CVE-2011-2688 (http://nvd.nist.gov/nvd.cfm?cvename=CVE-2011-2688): SQL injection vulnerability in mysql/mysql-auth.pl in the mod_authnz_external module 3.2.5 and earlier for the Apache HTTP Server allows remote attackers to execute arbitrary SQL commands via the user field. 3.2.6 contains the fix. I have just checked the source; our latest stable version (3.1.0) is affected as well. Please bump.

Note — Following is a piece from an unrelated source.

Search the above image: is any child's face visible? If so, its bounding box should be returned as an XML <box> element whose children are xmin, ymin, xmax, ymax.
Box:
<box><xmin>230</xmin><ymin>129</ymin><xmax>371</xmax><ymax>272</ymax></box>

+ 14 Oct 2011; Steve Dibb <beandog@gentoo.org> + +mod_authnz_external-3.2.6.ebuild: + Version bump, security bug 386165
(In reply to comment #1) > + 14 Oct 2011; Steve Dibb <beandog@gentoo.org> > + +mod_authnz_external-3.2.6.ebuild: > + Version bump, security bug 386165 Great, thanks. Arches, please test and mark stable: =www-apache/mod_authnz_external-3.2.6 Target keywords : "amd64 x86"
amd64 ok
x86 stable
+ 18 Oct 2011; Tony Vroon <chainsaw@gentoo.org> + mod_authnz_external-3.2.6.ebuild: + Marked stable on AMD64 based on arch testing by Agostino "ago" Sarubbo & Ian + "idella4" Delaney in security bug #386165.
GLSA: yes
GLSA Vote: yes too. request filed.
This issue was resolved and addressed in GLSA 201110-23 at http://security.gentoo.org/glsa/glsa-201110-23.xml by GLSA coordinator Alex Legler (a3li).
Please also remove the vulnerable ebuilds from the tree, thanks.